# Web Scraping


Lesson Goals

    Learn the basics of scraping content from web pages.
    Perform scraping of text from a web page.
    Perform extraction of an HTML table from a web page into a Pandas data frame.

Introduction

Web scraping refers to the automatic extraction of information from a web page. This information is often a page's content, but it can also include information in the page's headers, links present on the page, or any other information embedded in the page's HTML. Because of this, scraping has become one of the most popular ways to extract data from the web.
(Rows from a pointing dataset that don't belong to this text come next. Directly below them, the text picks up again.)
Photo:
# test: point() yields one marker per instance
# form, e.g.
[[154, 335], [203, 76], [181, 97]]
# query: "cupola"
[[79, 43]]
With basic knowledge of HTML and the help of a few Python libraries, you can obtain information from just about any page on the internet.

In this lesson, we will cover the basics of web scraping with Python and show examples of how to scrape text content from a simple web page as well the more complex task of extracting data from an HTML table embedded on a web page.
Scraping a Simple Web Page

Scraping a simple website is relatively straightforward. The first thing we need to do is determine the web page we want to scrape and the information we would like to obtain from it. For our purposes, let's suppose we wanted to scrape a Reuters news article and we wanted to extract the main text content (article title, story, etc.).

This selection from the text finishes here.